ABER: Auf dem Platz stehen die Spieler und die haben da VERDAMMT nochmal die VERANTWORTUNG für den richtigen Pass, den gewonnenen Zweikampf und den erfolgreichen Torschuss. Die SPIELER müssen dafür sorgen, als SIEGER vom Platz zu gehen! Und sie dürfen sich meines Erachtens nicht hinter dem Trainer verstecken, wenn es nicht läuft. Jeder Spieler hat selbst das Steuer in der Hand und bestimmt so den Weg, wo es für ihn und seine Mannschaft hingeht – sprich, ob das Team die Klasse hält oder zukünftig eine Liga tiefer spielt.  
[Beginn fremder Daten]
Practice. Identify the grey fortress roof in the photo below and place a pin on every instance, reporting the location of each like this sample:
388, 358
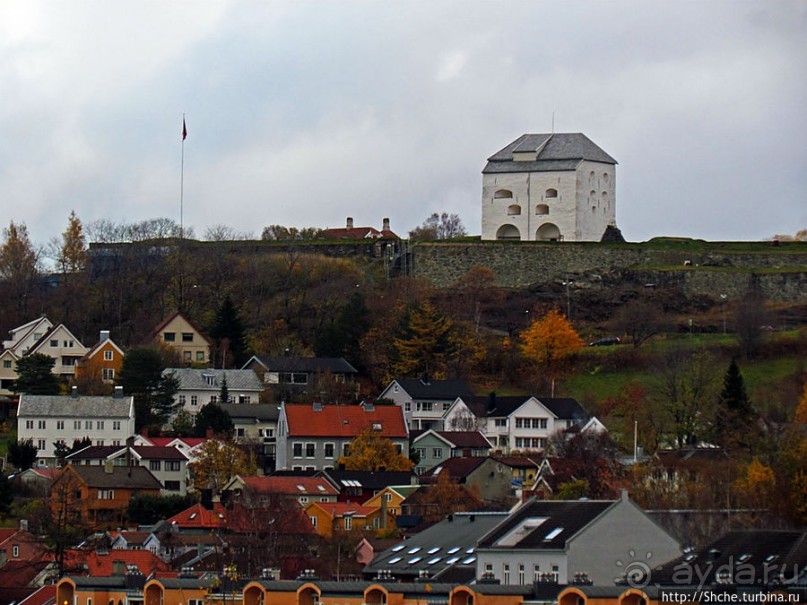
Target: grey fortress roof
211, 380
546, 153
81, 406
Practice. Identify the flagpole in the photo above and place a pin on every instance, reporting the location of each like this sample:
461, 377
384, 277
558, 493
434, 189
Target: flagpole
182, 182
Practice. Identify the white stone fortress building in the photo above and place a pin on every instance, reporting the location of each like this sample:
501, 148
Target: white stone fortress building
549, 187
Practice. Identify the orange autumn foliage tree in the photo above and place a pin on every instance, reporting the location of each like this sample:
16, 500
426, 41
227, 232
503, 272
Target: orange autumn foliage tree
550, 339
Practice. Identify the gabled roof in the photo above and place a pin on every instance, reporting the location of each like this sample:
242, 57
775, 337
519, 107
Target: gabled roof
489, 406
193, 379
80, 406
545, 524
425, 388
764, 551
260, 412
448, 544
100, 564
199, 517
367, 480
164, 323
289, 485
311, 365
46, 337
120, 477
459, 439
345, 421
551, 152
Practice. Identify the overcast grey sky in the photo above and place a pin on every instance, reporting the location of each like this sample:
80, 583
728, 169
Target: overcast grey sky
302, 113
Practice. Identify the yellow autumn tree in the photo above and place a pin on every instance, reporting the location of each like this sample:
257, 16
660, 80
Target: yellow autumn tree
217, 462
372, 452
549, 339
425, 343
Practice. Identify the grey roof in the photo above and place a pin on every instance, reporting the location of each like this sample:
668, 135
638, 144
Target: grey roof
120, 477
258, 411
544, 524
450, 543
312, 365
193, 379
81, 406
419, 388
564, 408
556, 152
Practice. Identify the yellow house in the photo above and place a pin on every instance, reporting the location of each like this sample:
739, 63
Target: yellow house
330, 517
180, 334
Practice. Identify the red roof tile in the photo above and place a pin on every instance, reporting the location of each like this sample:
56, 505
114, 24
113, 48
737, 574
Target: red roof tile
100, 565
197, 516
345, 421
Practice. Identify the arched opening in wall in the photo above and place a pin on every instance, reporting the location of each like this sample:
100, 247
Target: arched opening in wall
508, 232
548, 232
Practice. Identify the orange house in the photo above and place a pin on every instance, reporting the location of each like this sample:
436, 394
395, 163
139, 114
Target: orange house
330, 517
99, 495
103, 361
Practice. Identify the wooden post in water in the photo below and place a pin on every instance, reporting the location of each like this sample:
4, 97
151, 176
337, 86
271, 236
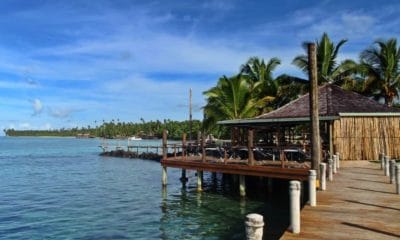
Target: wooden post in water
250, 146
183, 146
397, 178
203, 148
313, 78
183, 175
312, 191
242, 185
165, 150
199, 181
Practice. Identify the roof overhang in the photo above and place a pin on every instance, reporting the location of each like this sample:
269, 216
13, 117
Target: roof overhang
261, 121
371, 114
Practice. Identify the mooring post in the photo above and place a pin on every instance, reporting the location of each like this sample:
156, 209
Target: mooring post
294, 193
164, 176
242, 185
203, 148
387, 167
398, 178
392, 171
183, 146
338, 160
165, 150
335, 163
199, 181
254, 226
312, 179
322, 176
330, 169
382, 160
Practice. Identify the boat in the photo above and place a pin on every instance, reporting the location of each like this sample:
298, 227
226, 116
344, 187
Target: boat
134, 138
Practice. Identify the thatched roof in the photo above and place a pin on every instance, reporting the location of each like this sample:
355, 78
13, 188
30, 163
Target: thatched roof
333, 103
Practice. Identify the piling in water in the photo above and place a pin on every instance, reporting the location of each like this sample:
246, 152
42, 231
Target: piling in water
294, 193
254, 226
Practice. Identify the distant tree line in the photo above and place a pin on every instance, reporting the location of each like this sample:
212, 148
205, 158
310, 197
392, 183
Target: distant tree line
117, 129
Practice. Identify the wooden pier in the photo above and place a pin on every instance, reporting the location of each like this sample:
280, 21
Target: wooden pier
359, 204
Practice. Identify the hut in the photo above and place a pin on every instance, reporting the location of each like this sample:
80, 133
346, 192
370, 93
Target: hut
356, 126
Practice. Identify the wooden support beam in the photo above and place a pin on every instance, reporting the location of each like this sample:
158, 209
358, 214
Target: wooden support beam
250, 146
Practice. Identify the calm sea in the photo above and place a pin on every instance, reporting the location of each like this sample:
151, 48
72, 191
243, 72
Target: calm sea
60, 188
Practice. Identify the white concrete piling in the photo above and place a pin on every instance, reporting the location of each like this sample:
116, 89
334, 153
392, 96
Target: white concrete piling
382, 160
312, 191
294, 192
387, 167
242, 185
254, 226
330, 170
335, 164
337, 160
398, 178
392, 171
322, 176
Fokus auf sich selbst legen

So ähnlich ist es auch mit den Zielen, die wir uns am Jahresanfang gesteckt haben. Wenn wir sie nicht erreichen oder irgendwie aus den Augen verloren haben, dann suchen wir die Schuld schlichtweg woanders. Ich kann euch nur eines mit auf dem Weg geben: Ausreden sind der letzte Notausgang vor dem Ziel! Verlierer suchen die Schuld beim Schiedsrichter, dem Ball, den Zuschauern, bei wem auch immer, aber meist nicht bei sich selbst! Gewinner hingegen richten den Fokus auf sich und den richtigen Lösungsweg.

Hoffe, ich konnte euch ein bisschen helfen, den Fokus wieder zu finden!